O parecer foi apresentado durante reunião da CPI da Saúde, presidida pelo deputado estadual Wilson Santos (PSD), e representa o primeiro passo para o andamento dos trâmites internos necessários à inclusão formal das solicitações feitas pelos deputados estaduais Max Russi (Pode) e Dejamir Soares (PSDB). Segundo o procurador da Assembleia Legislativa, Francisco Edmilson Brito Junior, a manifestação jurídica considerou que os novos fatos possuem relação direta com o objeto original da CPI.
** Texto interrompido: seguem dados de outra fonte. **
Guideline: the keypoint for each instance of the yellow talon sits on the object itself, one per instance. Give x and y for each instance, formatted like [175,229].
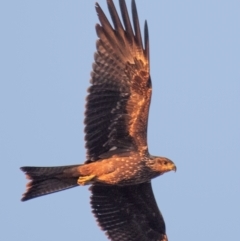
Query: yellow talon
[85,180]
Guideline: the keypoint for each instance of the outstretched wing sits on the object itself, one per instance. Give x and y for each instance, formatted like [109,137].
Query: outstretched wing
[128,213]
[120,92]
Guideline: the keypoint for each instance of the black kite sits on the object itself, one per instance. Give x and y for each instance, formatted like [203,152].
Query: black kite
[119,166]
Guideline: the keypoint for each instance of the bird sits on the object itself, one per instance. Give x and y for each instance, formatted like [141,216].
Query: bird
[118,166]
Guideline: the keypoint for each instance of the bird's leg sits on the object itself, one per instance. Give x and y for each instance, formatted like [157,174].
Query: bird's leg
[85,180]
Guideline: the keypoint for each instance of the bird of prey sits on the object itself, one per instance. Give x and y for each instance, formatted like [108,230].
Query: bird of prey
[118,166]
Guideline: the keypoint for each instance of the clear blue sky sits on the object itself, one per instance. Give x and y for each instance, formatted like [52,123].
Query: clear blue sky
[46,54]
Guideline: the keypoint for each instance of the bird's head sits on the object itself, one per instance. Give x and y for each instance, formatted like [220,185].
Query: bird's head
[162,165]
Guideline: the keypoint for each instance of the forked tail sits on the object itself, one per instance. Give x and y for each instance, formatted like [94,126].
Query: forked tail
[46,180]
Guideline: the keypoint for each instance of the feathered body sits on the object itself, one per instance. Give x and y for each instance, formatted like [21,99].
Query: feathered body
[118,165]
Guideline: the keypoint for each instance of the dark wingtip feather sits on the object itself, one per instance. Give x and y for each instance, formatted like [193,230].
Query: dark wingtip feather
[146,41]
[136,24]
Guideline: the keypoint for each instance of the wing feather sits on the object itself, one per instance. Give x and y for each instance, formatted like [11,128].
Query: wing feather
[128,213]
[120,92]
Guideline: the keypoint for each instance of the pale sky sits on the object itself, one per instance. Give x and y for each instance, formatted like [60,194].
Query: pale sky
[46,54]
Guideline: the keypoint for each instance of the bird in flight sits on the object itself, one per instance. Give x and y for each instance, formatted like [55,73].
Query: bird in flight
[118,165]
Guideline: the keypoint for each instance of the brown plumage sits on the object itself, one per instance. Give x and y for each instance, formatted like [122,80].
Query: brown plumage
[118,165]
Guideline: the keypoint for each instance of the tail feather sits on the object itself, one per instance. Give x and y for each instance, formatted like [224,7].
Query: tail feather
[46,180]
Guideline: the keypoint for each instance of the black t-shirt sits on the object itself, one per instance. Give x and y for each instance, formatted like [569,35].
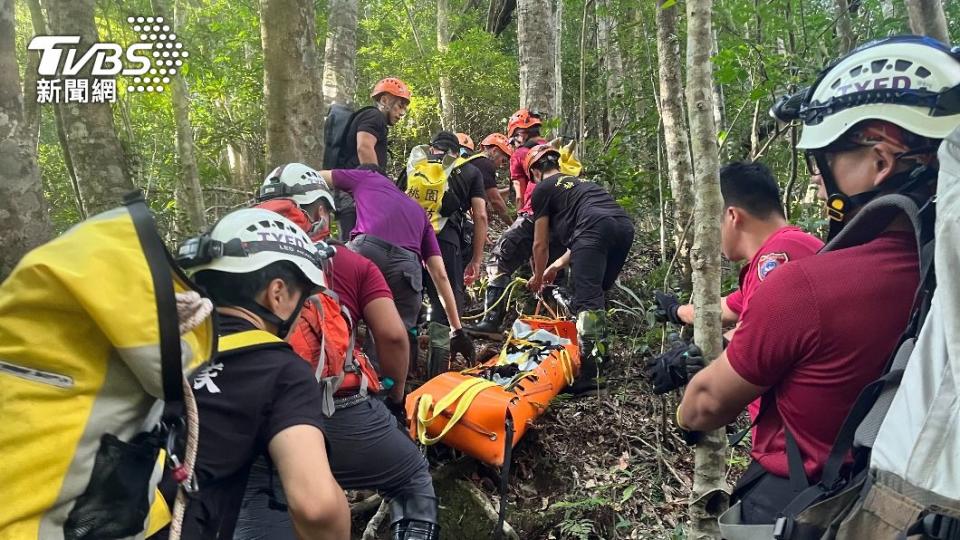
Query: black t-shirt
[244,400]
[465,183]
[372,121]
[488,171]
[573,205]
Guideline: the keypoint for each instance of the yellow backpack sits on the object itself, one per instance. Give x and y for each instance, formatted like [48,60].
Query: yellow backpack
[427,181]
[89,341]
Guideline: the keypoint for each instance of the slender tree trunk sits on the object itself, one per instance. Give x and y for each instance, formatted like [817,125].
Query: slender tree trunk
[340,54]
[192,192]
[291,85]
[710,458]
[99,161]
[539,64]
[24,219]
[844,25]
[557,112]
[676,138]
[612,62]
[927,18]
[582,107]
[448,114]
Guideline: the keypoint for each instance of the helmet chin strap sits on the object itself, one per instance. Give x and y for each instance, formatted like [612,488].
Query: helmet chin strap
[840,206]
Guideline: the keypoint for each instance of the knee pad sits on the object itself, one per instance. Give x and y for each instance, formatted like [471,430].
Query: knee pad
[414,517]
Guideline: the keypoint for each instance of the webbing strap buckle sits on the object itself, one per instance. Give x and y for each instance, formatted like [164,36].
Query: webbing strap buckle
[783,528]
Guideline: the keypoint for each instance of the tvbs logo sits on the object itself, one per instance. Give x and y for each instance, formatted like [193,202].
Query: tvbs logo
[150,62]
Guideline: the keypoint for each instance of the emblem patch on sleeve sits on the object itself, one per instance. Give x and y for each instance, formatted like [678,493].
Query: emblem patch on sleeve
[769,262]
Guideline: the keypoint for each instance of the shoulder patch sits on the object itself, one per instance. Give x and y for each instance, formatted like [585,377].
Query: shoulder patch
[768,262]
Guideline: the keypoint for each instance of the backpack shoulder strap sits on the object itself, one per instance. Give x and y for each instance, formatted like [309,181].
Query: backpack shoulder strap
[249,340]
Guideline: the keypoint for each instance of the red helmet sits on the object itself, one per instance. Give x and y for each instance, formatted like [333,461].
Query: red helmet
[499,140]
[466,141]
[537,153]
[522,119]
[392,86]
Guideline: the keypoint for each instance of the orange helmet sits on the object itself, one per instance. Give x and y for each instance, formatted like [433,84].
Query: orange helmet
[392,86]
[499,140]
[466,141]
[522,119]
[537,153]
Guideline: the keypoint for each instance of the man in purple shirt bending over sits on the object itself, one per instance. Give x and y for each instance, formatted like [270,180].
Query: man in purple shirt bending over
[394,232]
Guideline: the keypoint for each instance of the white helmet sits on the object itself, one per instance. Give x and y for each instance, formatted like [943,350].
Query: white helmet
[301,183]
[910,81]
[247,240]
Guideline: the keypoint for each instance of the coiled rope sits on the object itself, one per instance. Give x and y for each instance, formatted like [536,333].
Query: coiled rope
[192,310]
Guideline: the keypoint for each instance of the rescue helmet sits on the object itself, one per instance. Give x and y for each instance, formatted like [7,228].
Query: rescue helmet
[249,239]
[902,90]
[466,141]
[540,153]
[498,140]
[392,86]
[522,119]
[297,181]
[910,81]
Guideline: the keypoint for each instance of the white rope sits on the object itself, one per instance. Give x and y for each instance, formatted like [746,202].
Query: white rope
[192,310]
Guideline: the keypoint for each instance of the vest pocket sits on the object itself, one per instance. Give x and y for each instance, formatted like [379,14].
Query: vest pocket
[36,375]
[116,502]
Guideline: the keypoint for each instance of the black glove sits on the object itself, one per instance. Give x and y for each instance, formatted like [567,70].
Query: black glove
[667,306]
[461,343]
[674,368]
[398,411]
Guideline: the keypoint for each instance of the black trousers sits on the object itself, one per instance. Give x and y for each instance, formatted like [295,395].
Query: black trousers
[596,259]
[451,251]
[367,450]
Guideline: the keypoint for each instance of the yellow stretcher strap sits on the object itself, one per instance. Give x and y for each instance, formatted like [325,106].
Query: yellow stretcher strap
[247,338]
[567,365]
[463,394]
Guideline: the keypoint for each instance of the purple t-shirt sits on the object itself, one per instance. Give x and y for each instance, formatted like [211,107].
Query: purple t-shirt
[386,212]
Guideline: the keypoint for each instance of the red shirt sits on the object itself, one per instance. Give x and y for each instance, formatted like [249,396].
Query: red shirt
[357,281]
[786,244]
[818,331]
[519,174]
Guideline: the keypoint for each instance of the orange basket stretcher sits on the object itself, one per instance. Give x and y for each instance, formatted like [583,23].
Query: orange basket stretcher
[485,410]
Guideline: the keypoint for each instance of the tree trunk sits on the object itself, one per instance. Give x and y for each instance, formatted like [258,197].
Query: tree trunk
[189,171]
[340,54]
[557,112]
[98,158]
[676,138]
[710,456]
[291,85]
[538,56]
[927,18]
[844,25]
[24,219]
[612,62]
[448,115]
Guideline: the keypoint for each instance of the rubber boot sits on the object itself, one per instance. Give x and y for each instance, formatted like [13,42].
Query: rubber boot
[438,356]
[489,327]
[414,518]
[592,338]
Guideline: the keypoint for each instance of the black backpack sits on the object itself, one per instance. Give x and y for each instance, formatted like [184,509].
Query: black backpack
[335,130]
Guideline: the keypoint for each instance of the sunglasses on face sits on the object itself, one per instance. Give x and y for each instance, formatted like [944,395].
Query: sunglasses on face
[829,153]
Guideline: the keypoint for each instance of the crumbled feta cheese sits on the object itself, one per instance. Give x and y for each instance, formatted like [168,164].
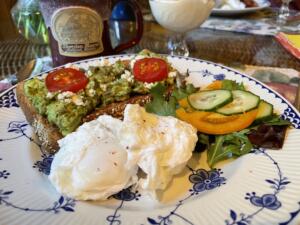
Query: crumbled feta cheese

“A procuradoria recebeu o requerimento do deputado Wilson Santos para ampliação do escopo da CPI da Saúde. Foi solicitado a possibilidade de estender a investigação em relação aos anos de 2024 e 2025, tendo em vista que a CPI vai de 2019 a 2023. Neste parecer, a procuradoria deu parecer favorável, considerando a doutrina e a jurisprudência, por atender requisitos como pertinência temática, conexão lógica e vínculo material com o fato determinado originário”, posicionou o procurador.
Durante a explanação, Francisco salientou que é necessária aprovação do parecer da procuradoria pelos membros da CPI, elaboração e apresentação de requerimento formal e registro em ata. Caso o colegiado decida pela não ampliação, o requerimento deverá ser encaminhado ao plenário da Assembleia Legislativa para decisão final.
Wilson Santos afirmou que as novas denúncias apresentadas à comissão, envolvem contratos que precisam de esclarecimentos públicos e aprofundamento técnico. “São duas sugestões que recebemos. O presidente da Assembleia Legislativa, Max Russi, quer que a gente investigue a presença da OSS que chegou recentemente ao Hospital Regional de Cáceres, e o enfermeiro Dejamir Soares quer saber também porque o governo pagou cerca de R$ 190 milhões à Sociedade Beneficente Albert Einstein, em um período que o Hospital Central de Mato Grosso estava fechado”, afirmou o parlamentar.
O Hospital Central de Cuiabá foi inaugurado em 19 de dezembro de 2025 e entrou em funcionamento oficialmente em 19 de janeiro de 2026. “Agora, esse tema pode estar dentro da CPI da Saúde, sendo preciso seguir os trâmites da Casa de Leis para a inclusão oficial. A CPI pode ficar ampliada até dezembro de 2025. Já temos oito assinaturas favoráveis à investigação. Recebi a denúncia e levei aos demais membros da comissão para as devidas decisões”, explica o deputado.
O presidente da CPI da Saúde confirmou que a denúncia relacionada à atuação da OSS Agir no Hospital Regional de Cáceres também será analisada pela comissão. “Não é possível que a SES tenha permitido isso sem justificativa plausível. Vamos apresentar requerimento para que preste esclarecimentos. Tem que haver alguma lógica para pagamentos dessa magnitude com o hospital ainda fechado. E nós vamos cobrar essas explicações”, finaliza.
O presidente da Assembleia Legislativa, Max Russi, destacou a importância da ampliação das investigações e afirmou que a CPI tem papel fundamental para garantir transparência na aplicação dos recursos públicos da saúde estadual. Ele descreveu que é preciso o acompanhamento rigoroso dos contratos e da atuação das organizações sociais para que a comissão apresente respostas claras à sociedade, especialmente diante do impacto direto dos serviços de saúde na vida da população mato-grossense.